Il avait ses vêtements préférés : un ensemble de dentelle noire, des bas de soie qui glissaient comme de l’eau, une fine robe de chambre qui effleurait à peine ses cuisses. Devant le miroir, il avait appris à souligner ses yeux, à accentuer l’arc de ses lèvres, à placer un masque de dentelle qui lui couvrait la moitié du visage. Et lorsque tout s’accordait, lorsque le reflet lui renvoyait un regard qui ne tremblait pas, il cessait d’être Damián.
Elle s’appelait Salomé.
Salomé allumait la webcam et s’asseyait face à l’écran avec une assurance que Damián n’avait jamais eue. Elle ne montrait pas entièrement son visage, seulement une suggestion : la courbe du cou, la ligne de la clavicule, les lèvres maquillées qui souriaient à peine. Elle avait un public restreint mais fidèle, des hommes et des femmes qui se connectaient à la même heure pour la regarder bouger lentement sous une lumière chaleureuse, pour lui écrire qu’elle était belle, différente, qu’elle leur faisait ressentir des choses qu’ils ne comprenaient pas tout à fait.
— Bonsoir, mes curieux, disait-elle d’une voix qu’elle travaillait pour la rendre plus grave, plus lente que naturellement. Vous m’avez regrettée ?

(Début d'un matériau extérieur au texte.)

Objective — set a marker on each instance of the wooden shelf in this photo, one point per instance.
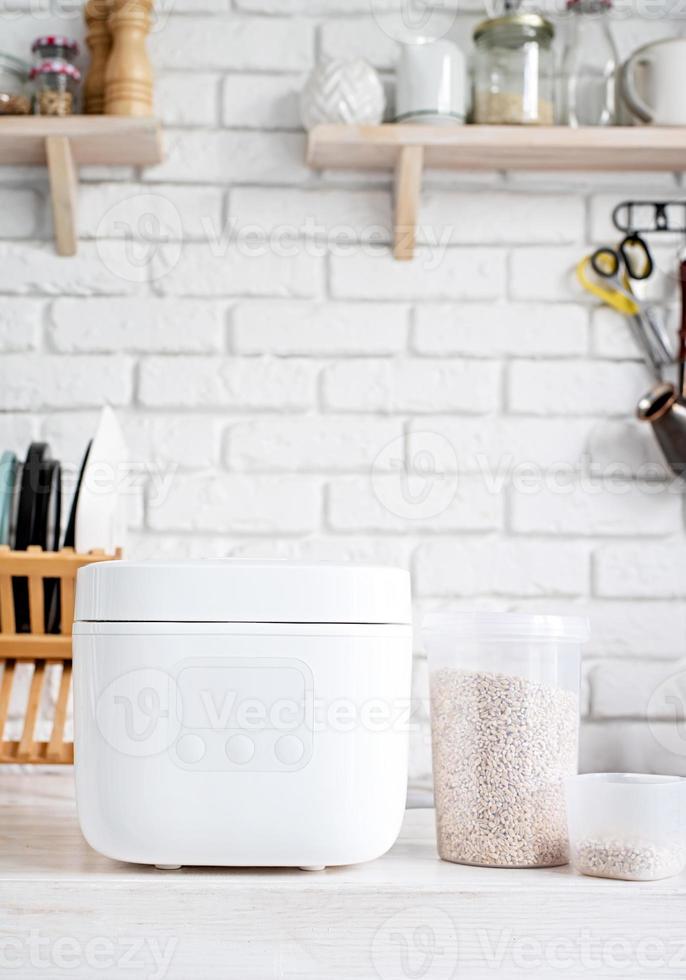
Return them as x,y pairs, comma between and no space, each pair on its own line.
407,150
63,144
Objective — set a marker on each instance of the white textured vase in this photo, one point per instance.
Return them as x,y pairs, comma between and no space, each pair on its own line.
342,92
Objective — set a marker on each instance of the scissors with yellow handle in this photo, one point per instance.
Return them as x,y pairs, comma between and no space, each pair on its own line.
630,261
617,296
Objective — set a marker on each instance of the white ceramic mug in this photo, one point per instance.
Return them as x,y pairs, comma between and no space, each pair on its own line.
662,100
432,84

Parfois, elle ouvrait sa robe de chambre devant la caméra et laissait voir la dentelle noire tendue sur sa bite dure, dessinée sous le tissu, palpitant contre la couture. Elle se caressait par-dessus sa culotte, la serrait, l’humidifiait avec un peu de salive, puis recommençait à la caresser, tandis que le chat se remplissait de majuscules et de pourboires. Elle ne la sortait jamais complètement. C’était là son jeu : laisser deviner, laisser imaginer la verge cachée sous la dentelle d’une femme, jouir seule après avoir éteint la transmission, la main pleine de sperme et le masque toujours en place.
Parmi tous ceux qui la suivaient, il y en avait un qui se distinguait. Son nom d’utilisateur était « OsoLeandro », suivi d’un nombre, le quarante-cinq. Depuis des mois, il n’avait manqué aucune transmission.
Leandro n’était pas comme les autres. Il n’écrivait pas de grossièretés et n’exigeait rien. Ses messages avaient le poids de quelqu’un qui avait vécu, qui savait regarder. « Tu bouges comme si tu connaissais un secret que les autres ne méritent pas », écrivit-il un soir, et Salomé dut détourner les yeux de la caméra pour que personne ne remarque ses joues s’embraser.
— Il y en a un qui sait flatter, murmura-t-elle, en faisant semblant de s’adresser à tout le monde.
« Je ne fais que dire ce que je vois », répondit-il. « Un jour, j’aimerais le voir de près. »
Cette nuit-là, Damián referma son ordinateur portable, le pouls affolé. Il retira lentement son masque devant le miroir et, pendant un instant, ne sut pas si celle qui respirait avec agitation était Salomé ou lui. Il glissa la main dans sa culotte de dentelle, empoigna sa bite mouillée de liquide pré-éjaculatoire et se masturba en pensant à de grandes mains qu’il ne connaissait pas encore, imaginant qu’elles lui ouvraient les jambes gainées de soie et lui murmuraient à l’oreille quelle salope elle était. Il jouit debout, appuyé contre la commode, se mordant la lèvre pour ne pas gémir trop fort, et vit dans le miroir le sperme tacher la dentelle noire.
***
Le message qui changea tout arriva un mardi pluvieux. Salomé venait de terminer la transmission et relisait les commentaires, un verre de vin à la main. La plupart étaient ceux de toujours. Mais l’un d’eux la glaça.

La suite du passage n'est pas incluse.